71 pointsby rbanffy9 days ago9 comments
  • llm_nerd9 days ago
    For those who wonder where this fits relative to platforms we are usually more accustomed to, they sell these to banks and financial services that have a long history of mainframes and are basically just upgrading in place within minimal change. With recent iterations they've added some AI processing on the silicon, offering baby steps to imbuing solutions like fraud detection with neural nets on chip.

    But to put it in context, the 24 TOPS that they advertise -- the inference performance of their AI module on their Telum II -- doesn't even match an M4's neural engine (40 TOPS).

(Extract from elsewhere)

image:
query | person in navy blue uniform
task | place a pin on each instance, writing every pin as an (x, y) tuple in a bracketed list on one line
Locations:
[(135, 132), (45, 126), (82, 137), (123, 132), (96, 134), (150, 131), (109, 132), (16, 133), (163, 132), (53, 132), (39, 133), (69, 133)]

And of course compared to a dedicated device like an H100 SXM that can hit 4000 TOPS (yes, 166x more). Of course for both the M4 and H100 chip I'm giving quantized numbers, but presumably the Telum II is as it boasts about its quantized support.

    Massive caches. Tonnes of memory support. Neat device. A "you won't get fired for leasing this" solution for a few of the Fortune 500.

    But you can almost certainly build a magnitudes faster device in just about every dimension using more traditional hardware stacks and for a fraction of the price.

    • claudex9 days ago
      It's 24 TOPS per CPU, so 192 TOPS for a full mainframe. And you can add Spyre accelerator which have 32 AI unit per card (so 32x24 TOPS) and up to 48 cards per mainframe (so 48x32x24 = 36 864 TOPS). But yeah, you could buy a lot of H100 for the price of a mainframe with such a configuration.
    • rswail9 days ago
      > But you can almost certainly build a magnitudes faster device in just about every dimension using more traditional hardware stacks and for a fraction of the price.

      Using the sentence "more traditional hardware stacks" when comparing to mainframes is sorta funny.

    • UltraSane9 days ago
      IBM strictly forbids anyone from publishing performance benchmarks of their mainframes which should tell you that they are pretty slow for the money.
      • hulitu9 days ago
        > which should tell you that they are pretty slow for the money.

        It depends. Some years ago, the memory was working at half the bus speed.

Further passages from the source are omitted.